Entrevistamos a un Colectivo de Teatro Musical que se las trae

Matías Puricelli, Leo Bosio, Diego Corán Oria y Facundo Rubiño como parte de este colectivo que ya ha dado pruebas de talento y creatividad y que ahora va por más nos cuentan origen y objetivos del proyecto

Por Teresa Gatto

Puesta en Escena -¿Cómo nace la idea del CTM (Colectivo Musical de Teatro)? ¿Hay uno o más autores intelectuales de semejante criatura?

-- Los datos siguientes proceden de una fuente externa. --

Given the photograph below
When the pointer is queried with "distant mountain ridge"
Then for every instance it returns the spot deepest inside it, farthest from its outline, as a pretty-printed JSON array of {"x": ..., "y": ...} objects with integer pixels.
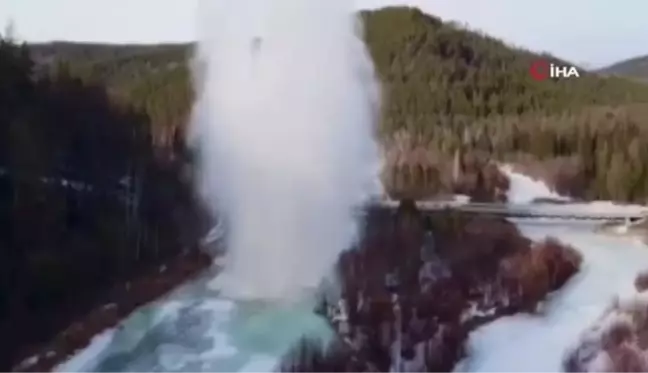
[{"x": 635, "y": 68}]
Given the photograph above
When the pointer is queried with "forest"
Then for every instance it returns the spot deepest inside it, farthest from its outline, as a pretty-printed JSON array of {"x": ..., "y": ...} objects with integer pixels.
[
  {"x": 86, "y": 199},
  {"x": 447, "y": 90},
  {"x": 95, "y": 177}
]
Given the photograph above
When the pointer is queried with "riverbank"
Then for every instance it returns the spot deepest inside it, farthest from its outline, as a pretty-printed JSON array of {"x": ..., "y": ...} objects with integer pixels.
[
  {"x": 119, "y": 301},
  {"x": 416, "y": 288}
]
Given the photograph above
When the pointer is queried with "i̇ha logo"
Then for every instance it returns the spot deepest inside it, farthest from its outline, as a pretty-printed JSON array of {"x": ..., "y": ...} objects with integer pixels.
[{"x": 542, "y": 70}]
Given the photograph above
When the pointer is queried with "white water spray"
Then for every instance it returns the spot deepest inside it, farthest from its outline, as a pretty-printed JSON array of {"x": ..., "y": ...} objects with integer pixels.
[{"x": 283, "y": 125}]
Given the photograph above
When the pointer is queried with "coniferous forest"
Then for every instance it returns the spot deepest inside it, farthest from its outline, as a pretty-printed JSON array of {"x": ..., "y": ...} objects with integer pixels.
[{"x": 95, "y": 179}]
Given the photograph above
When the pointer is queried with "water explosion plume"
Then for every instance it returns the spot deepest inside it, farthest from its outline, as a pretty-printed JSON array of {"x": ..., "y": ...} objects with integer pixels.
[{"x": 283, "y": 124}]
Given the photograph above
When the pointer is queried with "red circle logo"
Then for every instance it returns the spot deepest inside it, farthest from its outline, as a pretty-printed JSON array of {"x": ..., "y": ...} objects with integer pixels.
[{"x": 539, "y": 70}]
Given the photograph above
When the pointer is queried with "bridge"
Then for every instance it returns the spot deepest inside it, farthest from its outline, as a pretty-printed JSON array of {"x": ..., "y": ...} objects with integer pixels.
[{"x": 569, "y": 211}]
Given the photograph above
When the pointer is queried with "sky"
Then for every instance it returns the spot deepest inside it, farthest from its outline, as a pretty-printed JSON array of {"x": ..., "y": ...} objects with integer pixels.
[{"x": 592, "y": 33}]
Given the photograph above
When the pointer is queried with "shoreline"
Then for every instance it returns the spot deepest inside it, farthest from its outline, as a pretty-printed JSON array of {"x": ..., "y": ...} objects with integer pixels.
[{"x": 120, "y": 301}]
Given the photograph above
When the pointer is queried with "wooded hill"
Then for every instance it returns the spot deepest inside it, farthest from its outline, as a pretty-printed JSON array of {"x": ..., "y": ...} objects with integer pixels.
[
  {"x": 633, "y": 68},
  {"x": 446, "y": 88}
]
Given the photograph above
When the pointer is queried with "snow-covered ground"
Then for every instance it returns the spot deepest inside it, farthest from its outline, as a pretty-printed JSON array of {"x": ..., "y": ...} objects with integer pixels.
[
  {"x": 530, "y": 344},
  {"x": 195, "y": 331}
]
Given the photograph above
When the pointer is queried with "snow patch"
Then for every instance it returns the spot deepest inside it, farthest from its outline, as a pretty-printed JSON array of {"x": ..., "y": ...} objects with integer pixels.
[
  {"x": 88, "y": 357},
  {"x": 538, "y": 343}
]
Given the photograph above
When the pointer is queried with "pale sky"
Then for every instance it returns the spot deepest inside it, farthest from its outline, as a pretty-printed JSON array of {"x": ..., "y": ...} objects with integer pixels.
[{"x": 589, "y": 32}]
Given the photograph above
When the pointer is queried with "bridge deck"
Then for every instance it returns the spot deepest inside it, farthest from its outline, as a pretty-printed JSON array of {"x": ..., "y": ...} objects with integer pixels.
[{"x": 536, "y": 210}]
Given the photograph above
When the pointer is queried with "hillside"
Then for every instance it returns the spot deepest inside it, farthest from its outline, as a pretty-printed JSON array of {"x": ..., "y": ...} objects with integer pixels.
[
  {"x": 636, "y": 68},
  {"x": 447, "y": 89}
]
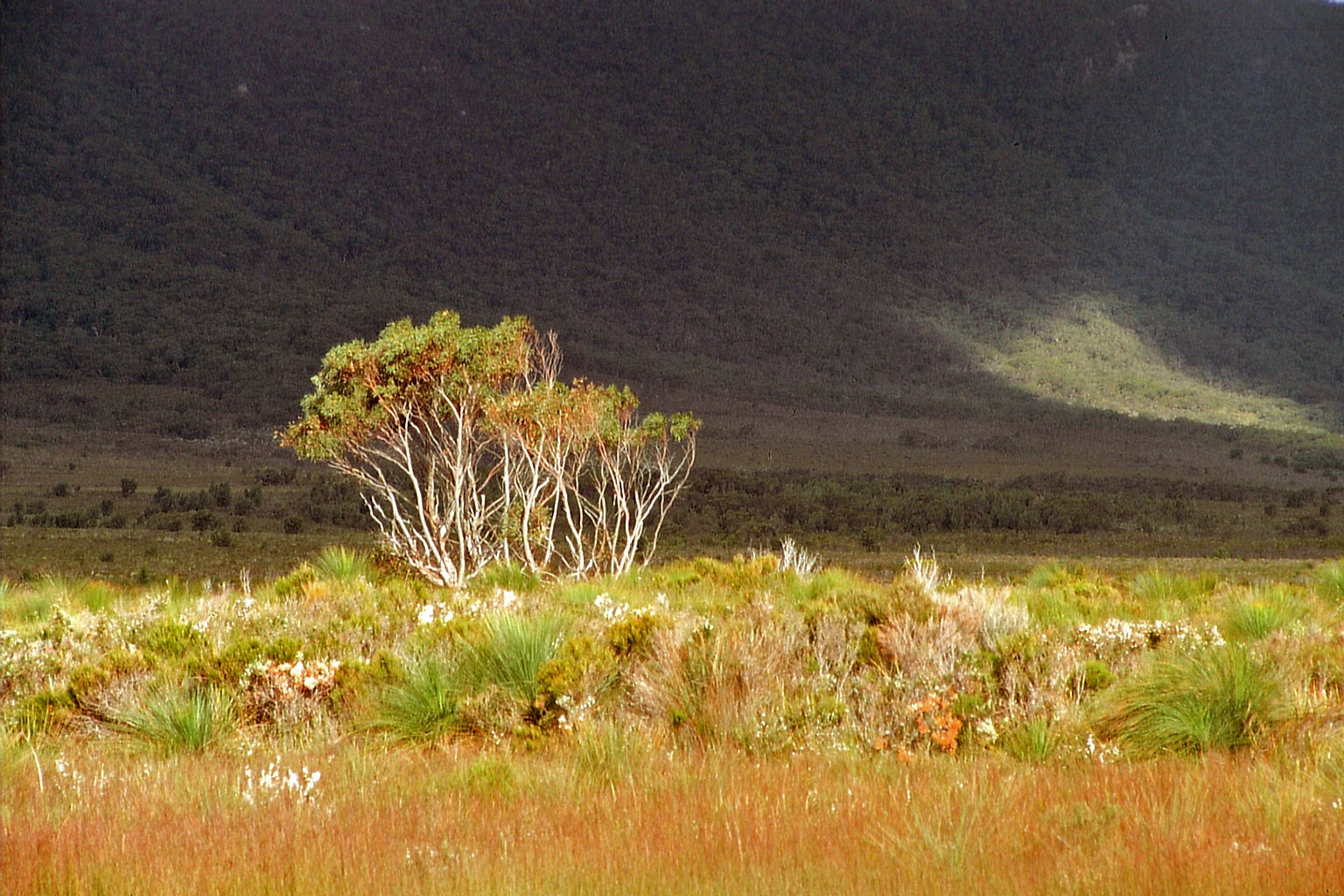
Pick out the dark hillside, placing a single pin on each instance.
(905, 207)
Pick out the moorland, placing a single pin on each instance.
(1011, 560)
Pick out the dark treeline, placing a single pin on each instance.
(203, 196)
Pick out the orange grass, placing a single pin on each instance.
(453, 821)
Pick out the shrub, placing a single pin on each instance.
(1221, 699)
(191, 719)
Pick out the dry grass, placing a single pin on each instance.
(689, 822)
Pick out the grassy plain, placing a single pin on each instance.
(760, 724)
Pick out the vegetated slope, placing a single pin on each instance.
(874, 206)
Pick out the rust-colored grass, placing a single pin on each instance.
(722, 821)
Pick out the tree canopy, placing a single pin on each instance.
(471, 451)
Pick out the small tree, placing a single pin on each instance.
(469, 451)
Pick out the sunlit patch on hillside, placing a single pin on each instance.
(1088, 358)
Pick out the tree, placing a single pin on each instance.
(469, 451)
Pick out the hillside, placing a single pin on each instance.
(982, 210)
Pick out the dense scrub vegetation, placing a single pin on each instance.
(772, 653)
(840, 206)
(707, 725)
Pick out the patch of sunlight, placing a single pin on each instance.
(1085, 356)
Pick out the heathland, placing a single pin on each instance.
(1050, 288)
(762, 724)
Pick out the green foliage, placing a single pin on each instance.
(1035, 740)
(1219, 699)
(1263, 612)
(1156, 587)
(343, 566)
(43, 710)
(430, 368)
(1329, 582)
(469, 449)
(511, 653)
(1093, 675)
(608, 752)
(170, 639)
(511, 577)
(634, 635)
(424, 704)
(186, 719)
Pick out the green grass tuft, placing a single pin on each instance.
(424, 705)
(1221, 699)
(179, 720)
(1329, 582)
(511, 654)
(1261, 614)
(343, 566)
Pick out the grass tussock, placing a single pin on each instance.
(1219, 699)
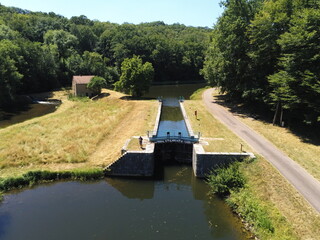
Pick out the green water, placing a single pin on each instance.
(175, 206)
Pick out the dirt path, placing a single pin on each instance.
(307, 185)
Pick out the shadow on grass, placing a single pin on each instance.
(307, 133)
(100, 96)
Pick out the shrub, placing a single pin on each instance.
(251, 209)
(225, 179)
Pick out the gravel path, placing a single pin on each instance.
(307, 185)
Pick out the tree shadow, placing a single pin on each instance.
(100, 96)
(307, 133)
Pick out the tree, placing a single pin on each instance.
(297, 84)
(135, 76)
(227, 62)
(9, 74)
(65, 41)
(96, 84)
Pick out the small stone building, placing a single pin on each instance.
(79, 86)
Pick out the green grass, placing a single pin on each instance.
(270, 205)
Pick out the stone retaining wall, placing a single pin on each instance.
(134, 164)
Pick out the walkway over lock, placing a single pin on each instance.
(167, 142)
(172, 137)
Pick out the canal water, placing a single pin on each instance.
(174, 205)
(177, 206)
(171, 121)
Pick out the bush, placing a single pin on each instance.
(225, 179)
(251, 210)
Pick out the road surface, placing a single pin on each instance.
(307, 185)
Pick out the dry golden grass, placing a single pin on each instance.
(220, 139)
(78, 134)
(298, 219)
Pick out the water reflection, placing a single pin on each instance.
(175, 207)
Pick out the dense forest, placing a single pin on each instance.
(42, 51)
(268, 53)
(265, 52)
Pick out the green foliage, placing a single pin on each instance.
(226, 179)
(297, 84)
(267, 52)
(35, 177)
(9, 74)
(64, 40)
(252, 210)
(96, 84)
(71, 97)
(50, 49)
(135, 77)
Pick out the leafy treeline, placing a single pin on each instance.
(269, 52)
(40, 51)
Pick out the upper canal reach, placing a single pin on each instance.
(172, 140)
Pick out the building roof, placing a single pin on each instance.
(82, 79)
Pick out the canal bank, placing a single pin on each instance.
(172, 140)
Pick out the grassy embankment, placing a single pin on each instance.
(79, 138)
(267, 198)
(299, 148)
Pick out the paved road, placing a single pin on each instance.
(307, 185)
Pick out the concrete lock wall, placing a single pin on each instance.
(133, 163)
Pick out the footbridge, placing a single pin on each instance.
(171, 140)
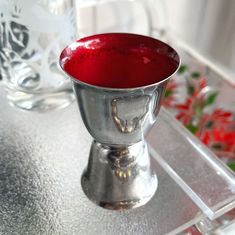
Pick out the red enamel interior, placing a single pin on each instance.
(119, 60)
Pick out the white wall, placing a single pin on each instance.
(206, 25)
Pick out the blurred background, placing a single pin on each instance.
(206, 26)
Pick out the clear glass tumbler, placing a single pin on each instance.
(32, 36)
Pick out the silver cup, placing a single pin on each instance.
(119, 173)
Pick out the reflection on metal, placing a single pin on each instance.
(135, 119)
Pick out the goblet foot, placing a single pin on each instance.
(119, 177)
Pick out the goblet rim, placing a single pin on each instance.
(102, 88)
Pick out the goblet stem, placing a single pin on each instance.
(119, 177)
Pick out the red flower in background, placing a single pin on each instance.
(169, 98)
(216, 129)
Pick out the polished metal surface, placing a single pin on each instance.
(119, 177)
(118, 120)
(42, 157)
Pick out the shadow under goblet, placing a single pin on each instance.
(119, 81)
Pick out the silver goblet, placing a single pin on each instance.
(118, 111)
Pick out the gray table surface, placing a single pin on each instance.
(42, 156)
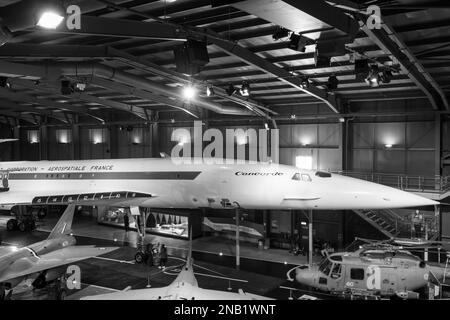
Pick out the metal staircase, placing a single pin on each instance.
(395, 225)
(379, 221)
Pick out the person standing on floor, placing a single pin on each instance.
(126, 222)
(149, 254)
(163, 257)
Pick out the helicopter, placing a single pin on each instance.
(375, 270)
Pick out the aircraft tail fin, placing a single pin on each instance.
(64, 225)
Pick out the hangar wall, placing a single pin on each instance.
(412, 153)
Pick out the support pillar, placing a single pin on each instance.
(155, 150)
(238, 249)
(43, 143)
(17, 144)
(438, 150)
(310, 239)
(76, 142)
(113, 142)
(346, 144)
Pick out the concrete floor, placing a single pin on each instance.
(262, 272)
(87, 227)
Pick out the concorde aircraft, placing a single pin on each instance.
(42, 261)
(166, 183)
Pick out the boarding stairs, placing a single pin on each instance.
(432, 187)
(398, 223)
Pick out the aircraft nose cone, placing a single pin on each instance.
(304, 276)
(407, 199)
(368, 195)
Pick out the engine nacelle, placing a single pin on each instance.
(15, 282)
(408, 295)
(55, 273)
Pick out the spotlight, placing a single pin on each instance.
(298, 43)
(373, 79)
(386, 77)
(210, 91)
(361, 69)
(4, 82)
(66, 87)
(245, 89)
(189, 92)
(50, 20)
(280, 34)
(332, 83)
(231, 90)
(80, 87)
(305, 82)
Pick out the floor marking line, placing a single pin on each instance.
(114, 260)
(100, 287)
(225, 278)
(179, 248)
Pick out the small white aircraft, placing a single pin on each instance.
(165, 183)
(42, 260)
(184, 287)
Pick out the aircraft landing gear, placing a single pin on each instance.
(140, 218)
(11, 224)
(40, 282)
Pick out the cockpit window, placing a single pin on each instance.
(336, 271)
(306, 177)
(297, 177)
(357, 274)
(325, 267)
(322, 174)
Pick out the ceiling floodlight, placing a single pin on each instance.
(189, 92)
(245, 89)
(210, 91)
(50, 20)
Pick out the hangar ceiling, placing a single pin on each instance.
(123, 54)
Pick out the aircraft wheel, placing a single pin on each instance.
(139, 257)
(11, 224)
(39, 282)
(62, 295)
(22, 227)
(41, 213)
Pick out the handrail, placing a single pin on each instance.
(437, 184)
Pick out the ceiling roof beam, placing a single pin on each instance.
(137, 111)
(389, 42)
(127, 90)
(12, 106)
(267, 67)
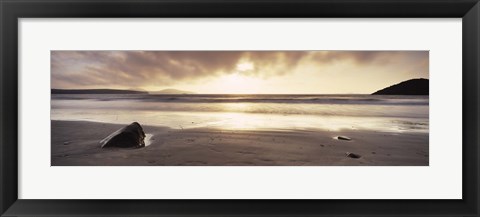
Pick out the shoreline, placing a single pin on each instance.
(76, 143)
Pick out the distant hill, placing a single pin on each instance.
(96, 91)
(171, 91)
(419, 86)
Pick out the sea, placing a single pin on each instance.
(249, 112)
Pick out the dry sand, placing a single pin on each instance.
(76, 143)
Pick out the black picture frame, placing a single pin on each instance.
(12, 10)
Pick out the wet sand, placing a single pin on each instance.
(76, 143)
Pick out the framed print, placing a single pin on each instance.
(318, 108)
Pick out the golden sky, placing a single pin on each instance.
(238, 72)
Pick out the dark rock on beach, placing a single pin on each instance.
(131, 136)
(343, 138)
(352, 155)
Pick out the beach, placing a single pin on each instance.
(76, 143)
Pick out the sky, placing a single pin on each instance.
(238, 72)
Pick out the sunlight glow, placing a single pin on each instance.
(238, 84)
(246, 66)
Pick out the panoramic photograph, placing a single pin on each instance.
(239, 108)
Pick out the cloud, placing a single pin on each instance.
(133, 69)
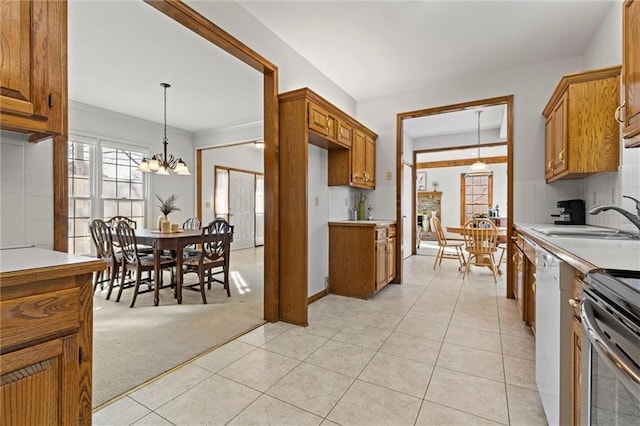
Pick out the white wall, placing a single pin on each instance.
(229, 135)
(531, 86)
(91, 121)
(458, 139)
(318, 217)
(26, 191)
(448, 179)
(240, 157)
(294, 71)
(608, 188)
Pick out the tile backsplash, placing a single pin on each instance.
(26, 192)
(608, 188)
(535, 201)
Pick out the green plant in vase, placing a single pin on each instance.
(166, 206)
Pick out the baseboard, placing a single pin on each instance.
(316, 297)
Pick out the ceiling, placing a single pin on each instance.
(464, 121)
(120, 51)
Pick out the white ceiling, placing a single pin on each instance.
(456, 122)
(120, 51)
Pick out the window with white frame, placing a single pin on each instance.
(103, 182)
(122, 184)
(80, 160)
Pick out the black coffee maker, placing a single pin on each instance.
(573, 213)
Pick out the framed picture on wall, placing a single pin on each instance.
(421, 181)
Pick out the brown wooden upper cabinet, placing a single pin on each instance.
(582, 136)
(33, 71)
(630, 107)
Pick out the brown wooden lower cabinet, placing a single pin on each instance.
(361, 257)
(576, 377)
(518, 276)
(46, 321)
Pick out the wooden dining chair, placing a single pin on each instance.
(445, 243)
(133, 260)
(192, 223)
(215, 253)
(103, 241)
(480, 238)
(113, 223)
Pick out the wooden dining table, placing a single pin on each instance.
(502, 231)
(175, 241)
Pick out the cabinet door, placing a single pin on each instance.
(519, 284)
(33, 78)
(358, 151)
(381, 263)
(530, 289)
(549, 149)
(560, 136)
(631, 71)
(370, 162)
(15, 67)
(37, 384)
(343, 133)
(391, 259)
(576, 377)
(319, 120)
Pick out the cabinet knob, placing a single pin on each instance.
(575, 303)
(617, 113)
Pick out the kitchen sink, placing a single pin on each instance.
(604, 234)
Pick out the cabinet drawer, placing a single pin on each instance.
(391, 231)
(343, 134)
(30, 318)
(576, 295)
(321, 121)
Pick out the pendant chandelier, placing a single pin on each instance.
(161, 162)
(479, 168)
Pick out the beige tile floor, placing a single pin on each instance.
(435, 350)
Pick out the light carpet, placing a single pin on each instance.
(133, 345)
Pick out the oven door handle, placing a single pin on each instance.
(627, 373)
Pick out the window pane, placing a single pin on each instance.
(124, 172)
(108, 156)
(137, 208)
(123, 190)
(81, 227)
(109, 189)
(124, 208)
(137, 191)
(109, 209)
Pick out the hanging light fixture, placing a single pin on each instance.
(479, 168)
(161, 163)
(259, 145)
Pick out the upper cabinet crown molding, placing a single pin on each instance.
(351, 145)
(582, 136)
(33, 71)
(630, 106)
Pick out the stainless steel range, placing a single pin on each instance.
(611, 360)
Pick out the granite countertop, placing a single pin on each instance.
(586, 253)
(373, 222)
(35, 258)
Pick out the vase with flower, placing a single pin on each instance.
(166, 206)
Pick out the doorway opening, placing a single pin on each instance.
(430, 141)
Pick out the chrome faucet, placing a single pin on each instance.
(633, 218)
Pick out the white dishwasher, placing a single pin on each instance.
(553, 336)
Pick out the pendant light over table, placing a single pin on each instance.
(479, 168)
(161, 162)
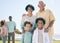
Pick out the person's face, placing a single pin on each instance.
(28, 27)
(41, 5)
(30, 10)
(10, 18)
(40, 24)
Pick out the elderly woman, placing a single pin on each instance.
(28, 17)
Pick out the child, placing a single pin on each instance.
(27, 36)
(40, 34)
(4, 31)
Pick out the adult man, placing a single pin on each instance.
(11, 29)
(48, 16)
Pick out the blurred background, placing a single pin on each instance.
(16, 8)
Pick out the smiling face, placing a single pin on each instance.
(28, 27)
(41, 5)
(29, 10)
(40, 24)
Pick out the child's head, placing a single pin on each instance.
(27, 25)
(40, 22)
(2, 23)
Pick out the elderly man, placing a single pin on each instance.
(48, 16)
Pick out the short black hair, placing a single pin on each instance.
(27, 23)
(38, 19)
(31, 6)
(2, 23)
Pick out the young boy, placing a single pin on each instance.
(40, 34)
(27, 36)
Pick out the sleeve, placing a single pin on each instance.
(22, 41)
(51, 16)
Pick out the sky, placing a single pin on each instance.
(16, 8)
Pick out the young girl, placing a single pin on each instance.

Matías Puricelli-  A ver, la convocatoria a mí me llegó por Leo Bosio, con quién no nos conocíamos y era extensiva a gran parte de los hacedores jóvenes de musicales. Finalmente, los que creímos en la idea y le dimos forma y más entidad fuimos todos los que ahora la oficializamos.

Diego Corán- Leo Bosio fue quien convocó en primera instancia a agrupar, unir, nutrir, cultivar y desmitificar competencias carentes de sustentabilidad. La unión del proyecto se dio en forma natural, univoca, etérea y sin filtros. Fue un proceso sano y lo sigue siendo.

Leo Bosio- Fue algo que simultáneamente nos sucedió a varios. En lo personal, lo venía hablando con Diego (Corán) de juntarnos, de ver la posibilidad de armar algún trabajo en conjunto de las obras de Teatro musical ya que somos pocos los que venimos haciendo con continuidad teatro de modo “independiente” y de autogestión. Un día mandé  un mensaje por Facebook a varios de los que consideramos se sentirían atraídos por la idea de ser parte de un equipo de trabajo, de difundir obras nuestras y de otros de manera solidaria; de seguir creciendo en la búsqueda artítisca de cada uno pero más acompañado. Y así sucedió que terminamos una noche de Domingo; Facu, Pedro, Matias, Fran, Damian, Mariano, Diego y yo, decidiendo formar un colectivo de trabajo (CTM) que dentro de las actividades y proyectos a realizar, abriera un espacio para exponer nuestros materiales y el de otros tantos… Así surgió la idea del Festival como algo integrador, el cual esperemos tenga más expresiones a lo largo del tiempo.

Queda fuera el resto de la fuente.